Tobacco Policy Research and Evaluation Program

An RWJF National Program

Dates of Program: January 1992 to September 1998

Field of Work: Policy research aimed at helping public and private policymakers adopt policies to reduce tobacco use, especially among children and youth.

Problem Synopsis: Tobacco is the number one preventable health risk. In response to the statistics on the substantial health consequences of tobacco use, public health officials and others were calling on federal, state, and local governments to enact laws to limit tobacco product marketing and use. A strong consensus was building within the tobacco control field about the importance of population-based public policy interventions to reduce tobacco use. However, groundwork in the 1980s by several key organizations, including the American Cancer Society and the National Cancer Institute, showed that little empirical research existed to inform policymakers about the likely impact of alternative policy measures.

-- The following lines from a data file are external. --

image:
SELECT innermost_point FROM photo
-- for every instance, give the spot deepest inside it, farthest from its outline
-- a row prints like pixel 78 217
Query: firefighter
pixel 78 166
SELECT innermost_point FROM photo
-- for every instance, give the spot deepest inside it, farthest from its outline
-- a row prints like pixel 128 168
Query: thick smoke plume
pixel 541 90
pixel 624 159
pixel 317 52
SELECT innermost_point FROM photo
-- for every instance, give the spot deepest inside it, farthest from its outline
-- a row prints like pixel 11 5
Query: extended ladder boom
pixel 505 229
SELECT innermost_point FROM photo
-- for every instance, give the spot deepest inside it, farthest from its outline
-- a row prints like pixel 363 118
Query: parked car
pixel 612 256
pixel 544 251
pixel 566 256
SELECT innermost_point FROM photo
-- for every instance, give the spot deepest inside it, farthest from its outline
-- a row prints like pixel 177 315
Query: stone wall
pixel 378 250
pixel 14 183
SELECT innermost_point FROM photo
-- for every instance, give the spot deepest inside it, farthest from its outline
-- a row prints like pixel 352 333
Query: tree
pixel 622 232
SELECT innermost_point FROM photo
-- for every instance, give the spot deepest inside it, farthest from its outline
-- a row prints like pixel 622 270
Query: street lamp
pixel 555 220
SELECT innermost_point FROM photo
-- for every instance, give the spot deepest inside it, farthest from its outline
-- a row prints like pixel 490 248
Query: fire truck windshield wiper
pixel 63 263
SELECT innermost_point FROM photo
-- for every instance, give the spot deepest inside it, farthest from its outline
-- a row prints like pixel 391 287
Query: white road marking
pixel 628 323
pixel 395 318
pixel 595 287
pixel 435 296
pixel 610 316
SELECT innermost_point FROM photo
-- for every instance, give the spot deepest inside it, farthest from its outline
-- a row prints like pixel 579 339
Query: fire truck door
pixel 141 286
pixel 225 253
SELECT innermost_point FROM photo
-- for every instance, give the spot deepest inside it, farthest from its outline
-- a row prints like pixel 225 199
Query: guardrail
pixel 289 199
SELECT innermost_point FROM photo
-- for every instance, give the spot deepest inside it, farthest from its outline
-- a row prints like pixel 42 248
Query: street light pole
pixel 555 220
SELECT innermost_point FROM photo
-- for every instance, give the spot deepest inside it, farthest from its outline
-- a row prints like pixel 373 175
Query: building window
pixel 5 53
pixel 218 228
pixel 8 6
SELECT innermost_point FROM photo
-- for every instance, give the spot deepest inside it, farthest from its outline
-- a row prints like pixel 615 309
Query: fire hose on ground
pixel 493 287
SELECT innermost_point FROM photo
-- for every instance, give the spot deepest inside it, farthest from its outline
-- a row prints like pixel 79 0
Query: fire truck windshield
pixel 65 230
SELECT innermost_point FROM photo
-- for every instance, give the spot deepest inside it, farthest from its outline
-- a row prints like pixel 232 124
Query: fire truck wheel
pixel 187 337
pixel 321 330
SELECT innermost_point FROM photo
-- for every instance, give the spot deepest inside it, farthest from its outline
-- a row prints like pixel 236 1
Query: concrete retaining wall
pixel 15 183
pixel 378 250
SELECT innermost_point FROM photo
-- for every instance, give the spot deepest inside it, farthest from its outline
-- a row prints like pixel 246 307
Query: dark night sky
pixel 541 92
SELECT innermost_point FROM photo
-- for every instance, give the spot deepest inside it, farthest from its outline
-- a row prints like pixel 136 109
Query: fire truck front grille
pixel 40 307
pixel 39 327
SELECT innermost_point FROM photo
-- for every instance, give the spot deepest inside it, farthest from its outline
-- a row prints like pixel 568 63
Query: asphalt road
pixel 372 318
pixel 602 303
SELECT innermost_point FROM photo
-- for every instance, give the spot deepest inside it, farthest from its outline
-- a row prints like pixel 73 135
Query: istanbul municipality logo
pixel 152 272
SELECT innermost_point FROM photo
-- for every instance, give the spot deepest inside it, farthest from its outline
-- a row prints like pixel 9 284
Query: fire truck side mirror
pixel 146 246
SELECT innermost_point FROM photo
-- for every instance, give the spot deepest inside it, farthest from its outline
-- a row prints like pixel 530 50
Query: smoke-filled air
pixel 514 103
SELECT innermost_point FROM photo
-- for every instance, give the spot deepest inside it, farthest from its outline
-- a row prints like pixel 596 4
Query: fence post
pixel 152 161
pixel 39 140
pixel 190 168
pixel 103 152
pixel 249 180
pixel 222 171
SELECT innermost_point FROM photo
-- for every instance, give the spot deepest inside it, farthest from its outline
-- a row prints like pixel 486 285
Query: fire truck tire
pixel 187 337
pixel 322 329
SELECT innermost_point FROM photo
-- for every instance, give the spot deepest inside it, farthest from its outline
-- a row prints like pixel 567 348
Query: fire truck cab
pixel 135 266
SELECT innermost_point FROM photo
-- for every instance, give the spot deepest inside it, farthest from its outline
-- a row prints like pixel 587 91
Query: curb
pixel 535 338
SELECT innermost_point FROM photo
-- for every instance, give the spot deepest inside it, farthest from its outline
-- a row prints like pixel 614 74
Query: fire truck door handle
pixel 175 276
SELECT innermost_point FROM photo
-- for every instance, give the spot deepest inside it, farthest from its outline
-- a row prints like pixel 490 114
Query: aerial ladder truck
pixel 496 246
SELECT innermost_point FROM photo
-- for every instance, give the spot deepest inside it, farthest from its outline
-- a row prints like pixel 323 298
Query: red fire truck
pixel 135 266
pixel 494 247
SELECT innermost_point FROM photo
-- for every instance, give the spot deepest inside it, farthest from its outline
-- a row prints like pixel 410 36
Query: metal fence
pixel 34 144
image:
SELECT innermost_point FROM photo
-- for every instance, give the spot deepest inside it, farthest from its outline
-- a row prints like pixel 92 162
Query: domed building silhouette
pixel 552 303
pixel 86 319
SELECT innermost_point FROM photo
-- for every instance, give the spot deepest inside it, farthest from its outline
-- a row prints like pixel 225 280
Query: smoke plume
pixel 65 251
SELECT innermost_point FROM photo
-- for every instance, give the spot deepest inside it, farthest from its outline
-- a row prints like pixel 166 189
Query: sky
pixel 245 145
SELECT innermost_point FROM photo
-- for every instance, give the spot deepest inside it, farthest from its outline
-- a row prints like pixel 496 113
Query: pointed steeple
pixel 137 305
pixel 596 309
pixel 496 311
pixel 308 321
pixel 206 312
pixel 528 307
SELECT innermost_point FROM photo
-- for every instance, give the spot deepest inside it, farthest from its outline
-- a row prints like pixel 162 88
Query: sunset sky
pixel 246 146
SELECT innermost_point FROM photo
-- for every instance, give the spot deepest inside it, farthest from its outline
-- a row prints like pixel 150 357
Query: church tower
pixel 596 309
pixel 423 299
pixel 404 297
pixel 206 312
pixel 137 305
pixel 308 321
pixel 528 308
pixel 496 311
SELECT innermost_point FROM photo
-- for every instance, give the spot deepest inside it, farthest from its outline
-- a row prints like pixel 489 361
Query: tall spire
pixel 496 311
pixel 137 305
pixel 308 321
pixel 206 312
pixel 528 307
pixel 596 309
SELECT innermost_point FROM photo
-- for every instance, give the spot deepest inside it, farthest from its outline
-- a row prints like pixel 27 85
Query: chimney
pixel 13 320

Synopsis of the Work: Under the Tobacco Policy Research and Evaluation Program, investigators from diverse disciplines conducted policy research aimed at helping public and private policymakers adopt policies to reduce tobacco use, especially among children and youth. Researchers came from medicine, health economics, political science, public health, sociology, psychology, criminal justice, and law. Twenty-two research projects received funding through two rounds of grantmaking.

Key Results

  • An evaluation of the program by the Lewin Group, Fairfax, Va., reported the following:

    • Research and researchers supported by the national program made material contributions to the national debate on tobacco policy.
    • The program generated high quality research and achieved widespread dissemination of its findings, including articles in leading journals and testimony in court cases.
    • The impact of the national program was heightened because the program supported research that was innovative and was performed by accomplished researchers, about 25 percent of whom were relatively new to tobacco policy research.
    • The projects helped to identify priority topics for future tobacco policy investigations and stimulated follow-up research by the project directors themselves.
    • The projects also coincided with an overall increase in the number of peer-reviewed policy articles related to tobacco over the past 11 years.
    • As of the date of the evaluation report, January 1997, the studies supported under the Tobacco Policy Research Program had produced 39 articles in peer-reviewed journals and 54 presentations at professional conferences.